De quoi ai-je besoin avant de consulter pour une cimentoplastie ?

Pour évaluer une métastase vertébrale, il faut effectuer un scanner et une IRM du rachis.

Pour le bassin et la hanche, un scanner suffit.

Une fois ces examens réalisés, le radiologue interventionnel sera en mesure de valider l’indication de la cimentoplastie.

 

 

Vais-je avoir mal ?

Non.

La réalisation de l’intervention peut parfois être douloureuse pour certaines métastases, c’est pourquoi on préfère la réaliser sous sédation ou anesthésie générale pour le confort du patient. Sur demande et selon l’état général, on peut la réaliser sous anesthésie locale. Elle nécessite alors un procubitus pendant 30 minutes, et peut durer jusqu’à 1h30 en cas de plusieurs vertèbres à traiter.

Les douleurs post-opératoires immédiates sont peu intenses, et bien contrôlées par les antalgiques usuels. Sur besoin, l'anesthésiste peut optimiser le traitement antalgique.

La cimentoplastie comporte-t-elle des complications ?

Les complications se résument principalement à des fuites extra-osseuses de ciment lors du largage. Celles-ci sont fréquentes et pour leur quasi-totalité asymptomatiques et sans conséquences. Les cas de fuite avec retentissement sont rarissimes, notamment depuis la venue des ciments à haute viscosité. Le radiologue prend de nombreuses précautions pour l’en éviter.

 

Quelles sont les suites après une cimentoplastie ?

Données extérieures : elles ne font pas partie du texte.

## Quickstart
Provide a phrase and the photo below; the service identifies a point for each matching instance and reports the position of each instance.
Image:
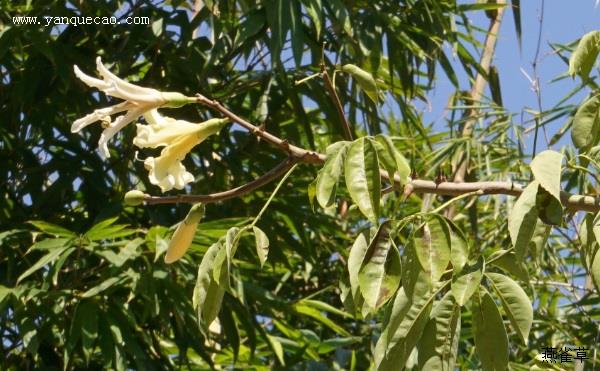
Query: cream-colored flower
(137, 101)
(184, 234)
(178, 137)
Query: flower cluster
(178, 137)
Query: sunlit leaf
(491, 342)
(515, 302)
(362, 177)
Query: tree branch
(294, 151)
(570, 202)
(268, 177)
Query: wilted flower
(184, 234)
(138, 100)
(178, 137)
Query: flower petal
(117, 125)
(125, 90)
(162, 131)
(99, 114)
(167, 173)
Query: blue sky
(564, 21)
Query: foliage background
(82, 281)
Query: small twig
(294, 151)
(338, 104)
(266, 205)
(268, 177)
(536, 83)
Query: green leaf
(278, 16)
(584, 57)
(355, 259)
(208, 295)
(106, 284)
(392, 159)
(222, 263)
(546, 168)
(439, 343)
(491, 342)
(515, 302)
(314, 8)
(459, 247)
(106, 230)
(595, 270)
(465, 285)
(381, 269)
(309, 310)
(262, 245)
(51, 229)
(329, 175)
(364, 79)
(44, 260)
(550, 210)
(432, 245)
(408, 332)
(522, 219)
(277, 348)
(586, 124)
(509, 263)
(362, 177)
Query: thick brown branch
(338, 104)
(268, 177)
(571, 202)
(294, 151)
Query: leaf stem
(266, 205)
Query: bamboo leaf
(515, 302)
(584, 57)
(362, 177)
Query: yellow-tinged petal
(184, 234)
(138, 100)
(167, 171)
(162, 130)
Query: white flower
(137, 101)
(178, 137)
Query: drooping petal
(167, 171)
(167, 175)
(162, 131)
(114, 127)
(125, 90)
(99, 115)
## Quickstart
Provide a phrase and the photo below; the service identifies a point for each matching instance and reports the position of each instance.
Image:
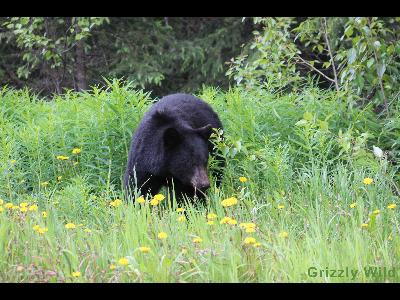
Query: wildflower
(123, 261)
(159, 197)
(162, 235)
(242, 179)
(249, 240)
(197, 240)
(211, 216)
(283, 234)
(368, 181)
(144, 249)
(42, 230)
(62, 157)
(33, 207)
(76, 151)
(116, 203)
(181, 219)
(140, 200)
(70, 226)
(76, 274)
(225, 220)
(154, 202)
(229, 202)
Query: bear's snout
(200, 179)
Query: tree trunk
(80, 66)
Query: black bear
(171, 147)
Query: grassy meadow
(311, 195)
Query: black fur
(171, 141)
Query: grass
(301, 180)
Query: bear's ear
(205, 131)
(162, 116)
(172, 137)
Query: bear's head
(186, 151)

Le retour à domicile est rapide : soit dans la journée (traitement ambulatoire), soit le lendemain.

La reprise de la marche peut s’effectuer 2h après la fin de l’intervention radiologique. Quelques douleurs (peu intenses) persistent au décours dans les jours qui suivent, liées au trajet du trocart dans l’os.

Durant les premiers jours à domicile, grâce à la collaboration entre le radiologue et une équipe dédiée de soins infirmiers à domicile (2 fois par jour) compétente en suivi post-radiologie interventionnelle, la gestion de la douleur est optimale.

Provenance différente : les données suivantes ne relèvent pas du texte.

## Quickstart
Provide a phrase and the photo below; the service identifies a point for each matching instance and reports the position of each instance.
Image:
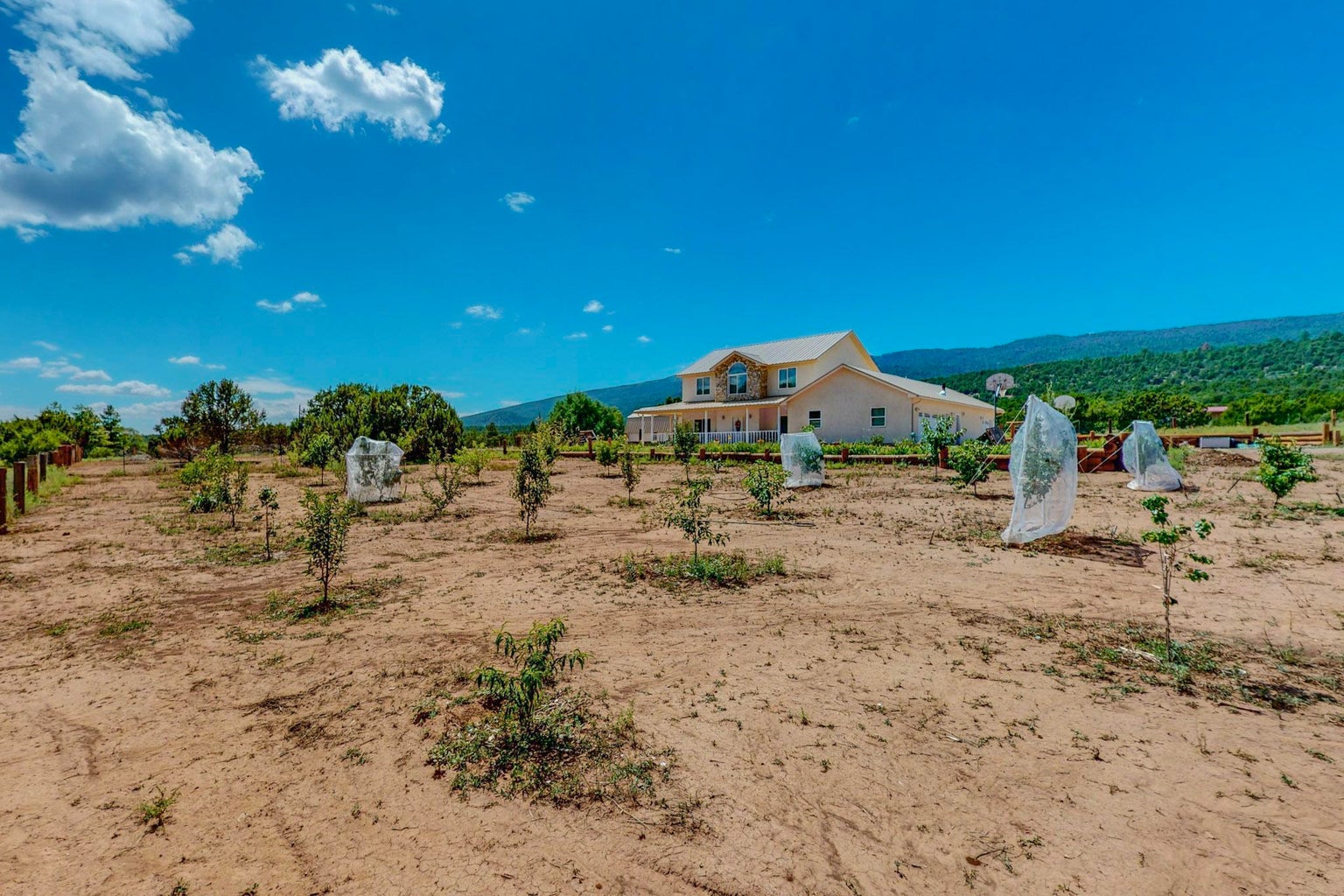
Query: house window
(738, 379)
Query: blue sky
(511, 200)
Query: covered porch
(722, 422)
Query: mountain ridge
(938, 363)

La récupération d’une autonomie complète se fait en 2 à 4 semaines, avec l’aide de la kinésithérapie (renforcement musculaire et récupération des amplitudes articulaires).

 

Je suis sous anticoagulants : dois-je les arrêter ?

Les anticoagulants Antivitamine K doivent être arrêtés.

Pour limiter tout risque hémorragique, il est préférable de moduler l’anticoagulation (relai héparine et baisse modérée de l’anticoagulation), selon les recommandations habituelles. Cela est souvent organisé en ville par votre médecin traitant quelques jours avant l’intervention.

 

Les antiagrégants plaquettaires (Kardegic 75 ou 150 mg) n’ont pas besoin d’être arrêtés.

Le Plavix (75 mg) peut ne pas être arrêté, mais il est préférable de l’arrêter 5 jours avant quand cela est possible.

 

La cimentoplastie est-elle remboursée par la sécurité sociale ?

Oui, elle fait partie des groupes d’interventions appelées « Spondyloplastie unique (ou de 2 vertèbres) ».